Comme individu, ou comme consommateur, il vous est probablement déjà arrivé de pester contre une entreprise, de boycotter une marque ou de critiquer une publicité. Ce sont là des formes de ce que la littérature en marketing appelle « la résistance du consommateur », qui se définit comme une riposte ou une opposition dans le but de contrecarrer des manœuvres jugées oppressives par les entreprises commerciales [1]. Voyons plus en détail les formes d’opposition à cette logique marchande et comment ce phénomène de résistance se déploie.
La résistance passive
Tout comme il est possible de zapper les publicités télévisées, certains consommateurs résisteront aux publicités sur Internet, jugées à tort ou à raison trop envahissantes, et les contourneront en téléchargeant des logiciels sur leur téléphone ou leur ordinateur (Adblock, Adguard,). Ils seront, de leur plein gré, ou à leur insu, des adeptes d’Adbusters (https://www.adbusters.org/), une association canadienne sans but lucratif qui milite contre la publicité et les excès du marketing.
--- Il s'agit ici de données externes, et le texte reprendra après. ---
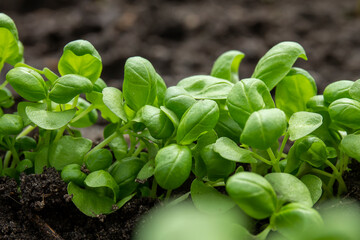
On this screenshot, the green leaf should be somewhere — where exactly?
[0,114,24,135]
[155,144,192,190]
[240,108,287,150]
[58,40,102,83]
[251,42,307,90]
[25,106,76,130]
[275,68,317,119]
[164,86,196,119]
[49,74,93,104]
[289,112,322,141]
[6,67,47,101]
[108,157,145,198]
[67,182,115,217]
[34,146,50,174]
[122,57,158,111]
[176,100,219,145]
[265,173,313,207]
[84,170,120,202]
[214,108,242,143]
[70,97,98,128]
[340,134,360,162]
[226,78,275,129]
[49,136,92,170]
[323,80,354,104]
[61,163,87,186]
[329,98,360,130]
[86,91,120,123]
[200,144,236,181]
[211,50,245,83]
[300,174,322,204]
[133,105,174,139]
[102,87,127,122]
[226,172,276,219]
[17,102,46,126]
[271,203,325,239]
[214,137,257,163]
[191,179,236,214]
[177,75,233,100]
[85,149,113,172]
[136,159,155,181]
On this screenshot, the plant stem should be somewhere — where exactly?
[276,132,290,162]
[70,104,95,123]
[131,142,145,157]
[85,121,134,158]
[16,125,36,139]
[4,151,11,169]
[0,80,8,90]
[252,152,272,165]
[165,189,172,202]
[325,160,346,195]
[255,225,271,240]
[150,177,157,198]
[266,148,281,172]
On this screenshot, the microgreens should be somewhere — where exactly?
[0,14,360,239]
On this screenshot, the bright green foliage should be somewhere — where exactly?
[251,42,307,90]
[123,57,158,111]
[240,108,287,150]
[289,112,322,141]
[226,172,277,219]
[323,80,354,104]
[49,136,92,170]
[329,98,360,129]
[49,74,93,104]
[275,68,317,119]
[164,86,196,119]
[58,40,102,83]
[85,149,113,172]
[0,114,23,135]
[6,67,47,101]
[265,173,313,207]
[155,144,191,189]
[176,100,219,145]
[271,203,324,238]
[191,179,235,214]
[226,78,275,129]
[177,75,233,100]
[211,50,245,83]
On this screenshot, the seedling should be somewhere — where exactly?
[0,14,360,239]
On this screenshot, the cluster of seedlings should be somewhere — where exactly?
[0,14,360,239]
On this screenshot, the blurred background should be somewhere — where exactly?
[0,0,360,93]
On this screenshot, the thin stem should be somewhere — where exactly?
[325,160,346,195]
[276,132,290,162]
[131,142,145,157]
[85,121,134,158]
[266,148,281,172]
[252,152,272,165]
[0,80,8,90]
[150,178,157,198]
[70,104,95,123]
[255,225,271,240]
[165,189,172,201]
[311,168,334,178]
[72,95,80,108]
[4,151,12,169]
[16,125,36,139]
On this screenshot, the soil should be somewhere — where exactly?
[0,0,360,239]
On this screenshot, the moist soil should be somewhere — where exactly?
[0,0,360,239]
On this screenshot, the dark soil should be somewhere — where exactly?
[0,0,360,239]
[0,168,156,239]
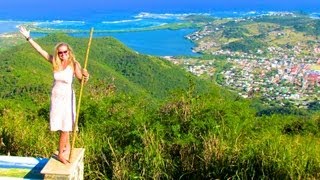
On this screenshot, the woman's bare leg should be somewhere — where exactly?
[58,131,70,164]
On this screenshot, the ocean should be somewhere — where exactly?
[0,11,320,56]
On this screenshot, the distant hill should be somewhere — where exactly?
[0,34,215,102]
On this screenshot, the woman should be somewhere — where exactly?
[19,26,89,164]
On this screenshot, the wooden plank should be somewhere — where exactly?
[41,148,84,176]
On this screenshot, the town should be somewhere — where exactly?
[165,13,320,108]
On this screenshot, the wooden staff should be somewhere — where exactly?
[69,28,93,162]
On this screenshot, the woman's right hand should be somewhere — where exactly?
[19,26,30,39]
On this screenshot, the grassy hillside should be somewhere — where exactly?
[0,34,214,102]
[0,34,320,179]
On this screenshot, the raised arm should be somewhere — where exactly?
[19,26,53,62]
[74,61,90,83]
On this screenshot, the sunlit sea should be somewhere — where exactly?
[0,11,320,56]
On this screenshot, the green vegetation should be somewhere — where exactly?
[0,34,320,179]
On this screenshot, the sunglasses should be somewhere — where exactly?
[58,50,68,55]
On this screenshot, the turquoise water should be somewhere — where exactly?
[0,11,319,56]
[71,29,197,56]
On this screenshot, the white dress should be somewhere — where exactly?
[50,66,76,131]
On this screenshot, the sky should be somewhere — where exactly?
[0,0,320,18]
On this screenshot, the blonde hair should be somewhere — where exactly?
[52,42,76,71]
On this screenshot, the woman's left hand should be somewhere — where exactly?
[82,69,90,82]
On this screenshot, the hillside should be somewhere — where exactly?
[0,34,214,103]
[0,34,320,179]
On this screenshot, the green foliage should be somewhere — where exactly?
[0,34,320,179]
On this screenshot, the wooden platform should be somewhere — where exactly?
[41,148,85,180]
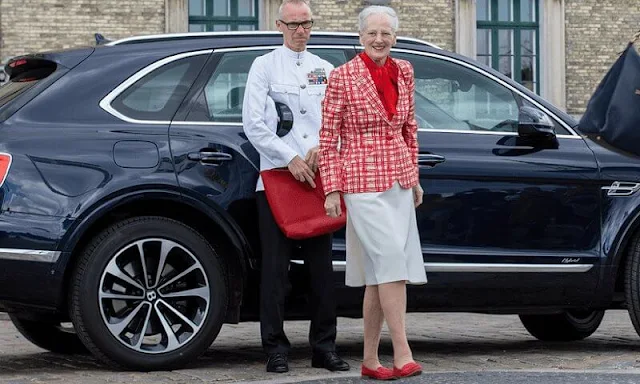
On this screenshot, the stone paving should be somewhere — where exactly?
[0,310,640,384]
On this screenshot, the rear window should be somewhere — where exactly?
[0,63,55,107]
[112,55,208,120]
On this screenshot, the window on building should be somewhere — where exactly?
[189,0,259,32]
[476,0,540,93]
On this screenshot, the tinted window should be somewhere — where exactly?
[112,55,208,120]
[0,60,56,107]
[187,48,347,123]
[393,52,569,135]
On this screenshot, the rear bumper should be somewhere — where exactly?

Passant de la parole aux actes, Adbuster a lancé la Journée sans achat, qui incite les adeptes à ne rien acheter ce jour-là pour des raisons environnementales, sociales ou économiques.
La résistance active
Dans cette logique, la résistance s’inscrit aussi comme une volonté de réduction ou de simplification volontaire de la consommation [2]. Pour certains partisans, la non-consommation est la véritable expression du rejet du système du marché; les consommateurs sont à la quête de valeurs profondes sociales en achetant des produits usagés, en réutilisant, voire en remettant en état ceux désuets [3].
Certains particuliers ont su s’affranchir du système marchand classique et faire commerce de leurs biens et services. Les ventes-débarras s’inscrivent dans cette réalité, tout comme la vente sur les sites Web de petites annonces. Se sont aussi développés des phénomènes comme AirBnb ou Uber.
Les comportements déviants
De façon extrême, la résistance du consommateur peut être mise en exergue par un comportement délictueux. La fraude, le vol ou le vandalisme, les dégradations ou le bouche-à-oreille négatif en constituent les expressions :
- Les comportements négligents plus ou moins « éthiques », qui s’expriment de différentes façons [4]: utiliser consciemment des coupons pour un produit dont le prix est réduit ou des coupons périmés, déplacer ou enlever des étiquettes de prix, etc.
- Le vol : 50 % des vols est commis par le consommateur qui se révolte ainsi contre les marques. Ce fut le cas pour Lacoste, dont les vêtements, symboles de l’élitisme français, étaient volés par des jeunes défavorisés.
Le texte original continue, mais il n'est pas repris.